Ich werde die heute hier vorgebrachten Bedenken dem
UNESCO-Ausschuss mitteilen, demselben, der seinerzeit die
Versuche – allerdings aus anderen Gründen“, sie warf einen
Blick auf Nagy, den alle richtig deuteten, „untersagte. Bis zu
dessen Gutachten allerdings werden die Arbeiten zügig
fortgesetzt. Ich bitte, über die einzelnen Abläufe informiert zu
werden.“ –
    Zwei Tage nach dieser Beratung legte Sylvester sein
Programm Marie Marowa vor. Er hatte im Wesentlichen die
Aufgabe beibehalten, Versuchstiere heranzuschaffen,
allerdings nicht nur Schweine, sondern auch solche, die einen
breiteren Test der Faunella zuließen.
    Zunächst hatte Sylvester den gesamten Brehm gewälzt.
Es galt, Tiere auszuwählen, deren „Kleid“ Licht hindurchließ.
Einfach gestaltete sich die Aufgabe nicht. Schon bald
zeichnete sich ab, dass umfangreiche Züchtungen notwendig
werden würden, um erst einmal entsprechende Stämme zu
erhalten. Gehege und Stallungen mussten entworfen und
gebaut werden, mehr Personal wurde benötigt.
Marie schüttelte den Kopf. Sie krauste die Nase, verzog das
Gesicht, raffte die Blätter, die Sylvester vor ihr ausgebreitet
hatte, unordentlich zusammen und sagte: „Alles recht, alles
recht, Syl. Mir aber ein bisschen zu hoch. Das soll die Alte
selbst entscheiden. Ich melde dich an, und du unterbreitest ihr
den Kram. Es bewährt sich, dass der, der etwas verzapft, es
auch vor der Obrigkeit vertritt.“
Und so wurde Sylvester Reim noch am selben Tag von
Ramona-Ros Müller empfangen.
Sie stand im Zimmer als er eintrat, wies auf die Sesselecke.

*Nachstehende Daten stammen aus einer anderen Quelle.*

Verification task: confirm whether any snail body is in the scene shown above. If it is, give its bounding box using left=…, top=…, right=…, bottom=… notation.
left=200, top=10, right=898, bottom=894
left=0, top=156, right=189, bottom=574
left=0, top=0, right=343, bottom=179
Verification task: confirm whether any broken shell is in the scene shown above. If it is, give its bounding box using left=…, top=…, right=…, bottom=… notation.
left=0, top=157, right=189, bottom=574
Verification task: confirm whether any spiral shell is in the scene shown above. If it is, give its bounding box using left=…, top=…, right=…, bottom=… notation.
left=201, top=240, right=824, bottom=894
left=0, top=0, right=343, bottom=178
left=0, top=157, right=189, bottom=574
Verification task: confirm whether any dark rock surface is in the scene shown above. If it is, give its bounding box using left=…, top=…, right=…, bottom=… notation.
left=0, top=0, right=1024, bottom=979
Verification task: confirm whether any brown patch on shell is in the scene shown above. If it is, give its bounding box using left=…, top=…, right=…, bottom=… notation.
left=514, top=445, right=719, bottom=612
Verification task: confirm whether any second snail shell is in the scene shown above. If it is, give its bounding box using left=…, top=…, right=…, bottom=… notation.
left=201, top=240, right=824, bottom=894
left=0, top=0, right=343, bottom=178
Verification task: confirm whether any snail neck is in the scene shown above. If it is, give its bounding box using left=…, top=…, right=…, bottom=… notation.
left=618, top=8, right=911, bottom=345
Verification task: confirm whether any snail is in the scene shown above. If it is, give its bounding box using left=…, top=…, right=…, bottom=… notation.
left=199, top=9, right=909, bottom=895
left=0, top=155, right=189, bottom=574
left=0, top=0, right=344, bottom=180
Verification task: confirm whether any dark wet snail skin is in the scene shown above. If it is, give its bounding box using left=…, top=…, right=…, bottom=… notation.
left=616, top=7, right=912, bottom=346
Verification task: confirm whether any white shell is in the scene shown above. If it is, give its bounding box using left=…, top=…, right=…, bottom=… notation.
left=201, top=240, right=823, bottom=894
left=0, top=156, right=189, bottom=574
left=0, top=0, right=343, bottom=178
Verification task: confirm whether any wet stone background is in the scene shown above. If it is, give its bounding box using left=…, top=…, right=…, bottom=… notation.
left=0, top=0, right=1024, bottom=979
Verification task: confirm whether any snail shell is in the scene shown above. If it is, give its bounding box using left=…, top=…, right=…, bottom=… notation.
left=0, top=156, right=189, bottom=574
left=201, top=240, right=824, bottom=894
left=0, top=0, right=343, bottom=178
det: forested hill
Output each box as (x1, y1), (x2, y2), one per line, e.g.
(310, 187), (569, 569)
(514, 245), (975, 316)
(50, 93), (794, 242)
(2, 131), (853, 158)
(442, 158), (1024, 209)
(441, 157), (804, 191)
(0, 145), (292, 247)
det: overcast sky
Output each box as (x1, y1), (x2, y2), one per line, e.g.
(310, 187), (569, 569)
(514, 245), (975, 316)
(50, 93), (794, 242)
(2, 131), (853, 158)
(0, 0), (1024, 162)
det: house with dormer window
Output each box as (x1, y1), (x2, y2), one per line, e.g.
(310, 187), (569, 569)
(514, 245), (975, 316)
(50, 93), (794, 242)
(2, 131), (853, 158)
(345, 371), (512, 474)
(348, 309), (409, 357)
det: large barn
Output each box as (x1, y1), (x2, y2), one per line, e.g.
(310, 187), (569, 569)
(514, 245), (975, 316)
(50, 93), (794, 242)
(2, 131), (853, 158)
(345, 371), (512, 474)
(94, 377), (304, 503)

Auf dem Tisch summte ein Samowar. Und Sylvester ließ sich
leicht befangen nieder. Ihm war nicht klar, ob die
Teevorbereitungen ihm und seinem Besuch galten oder ob er
zufällig in eine ihrer Teezeiten geraten war. Er nahm das
Letztere an, und seine Unsicherheit mäßigte sich.

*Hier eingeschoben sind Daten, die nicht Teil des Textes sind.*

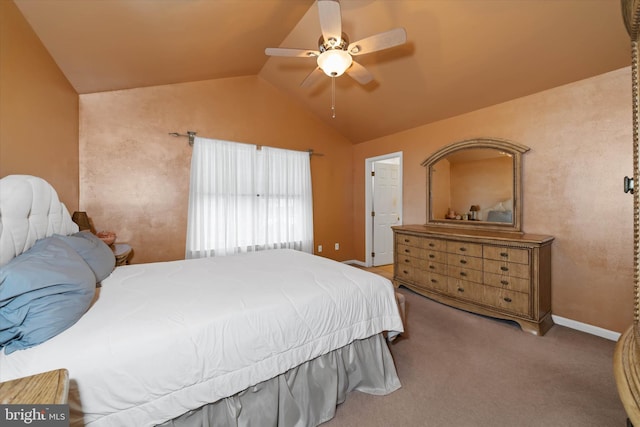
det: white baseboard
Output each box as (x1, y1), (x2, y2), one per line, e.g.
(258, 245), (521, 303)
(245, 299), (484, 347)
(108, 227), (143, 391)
(342, 259), (622, 342)
(342, 259), (367, 267)
(551, 314), (621, 341)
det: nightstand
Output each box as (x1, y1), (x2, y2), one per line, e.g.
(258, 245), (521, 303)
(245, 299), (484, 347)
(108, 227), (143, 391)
(0, 369), (69, 405)
(111, 243), (133, 267)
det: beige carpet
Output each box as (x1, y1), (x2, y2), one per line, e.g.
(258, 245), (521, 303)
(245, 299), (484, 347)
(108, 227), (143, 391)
(323, 288), (626, 427)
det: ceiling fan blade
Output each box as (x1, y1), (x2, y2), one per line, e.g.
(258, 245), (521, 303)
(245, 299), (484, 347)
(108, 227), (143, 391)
(346, 61), (373, 85)
(318, 0), (342, 41)
(264, 47), (320, 58)
(300, 67), (325, 88)
(347, 28), (407, 55)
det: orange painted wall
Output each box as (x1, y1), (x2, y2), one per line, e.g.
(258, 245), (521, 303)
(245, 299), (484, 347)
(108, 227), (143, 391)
(0, 1), (79, 212)
(353, 68), (633, 332)
(80, 76), (354, 263)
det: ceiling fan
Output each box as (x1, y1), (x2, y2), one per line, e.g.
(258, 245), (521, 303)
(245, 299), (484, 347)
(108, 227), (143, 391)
(265, 0), (407, 117)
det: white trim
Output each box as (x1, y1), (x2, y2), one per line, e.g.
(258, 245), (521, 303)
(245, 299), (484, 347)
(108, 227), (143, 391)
(551, 314), (621, 341)
(363, 151), (404, 267)
(340, 259), (366, 267)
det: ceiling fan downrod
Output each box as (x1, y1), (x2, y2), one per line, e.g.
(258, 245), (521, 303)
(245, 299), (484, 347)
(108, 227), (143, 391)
(331, 77), (336, 119)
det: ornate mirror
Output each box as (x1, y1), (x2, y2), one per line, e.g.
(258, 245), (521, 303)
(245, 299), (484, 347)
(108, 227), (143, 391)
(422, 138), (529, 232)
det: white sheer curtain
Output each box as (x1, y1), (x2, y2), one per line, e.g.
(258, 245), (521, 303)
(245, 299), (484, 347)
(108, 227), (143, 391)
(185, 137), (313, 258)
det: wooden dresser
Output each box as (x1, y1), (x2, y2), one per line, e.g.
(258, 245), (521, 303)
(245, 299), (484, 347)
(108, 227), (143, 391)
(392, 225), (553, 335)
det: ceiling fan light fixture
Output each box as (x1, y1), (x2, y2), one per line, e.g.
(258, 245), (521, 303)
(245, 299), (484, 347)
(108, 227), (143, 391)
(318, 49), (353, 77)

Ramona-Ros – in einem leger geschnittenen Kleid – kam ihm
wuchtiger vor als sonst. Sie goss Tee ein, setzte sich dann an
seiner Seite an den Tisch und sagte: „Na, zeig mal her. Marie
meint, du gingst tüchtig ins Zeug.“
„Bloß das Nötigste!“, wehrte er ab. „Nur, uns nützt ein halbes
Dutzend herzlich wenig, glaube ich.“
„Tja – wenn die Bilanz es zuließe…“ Sie lächelte.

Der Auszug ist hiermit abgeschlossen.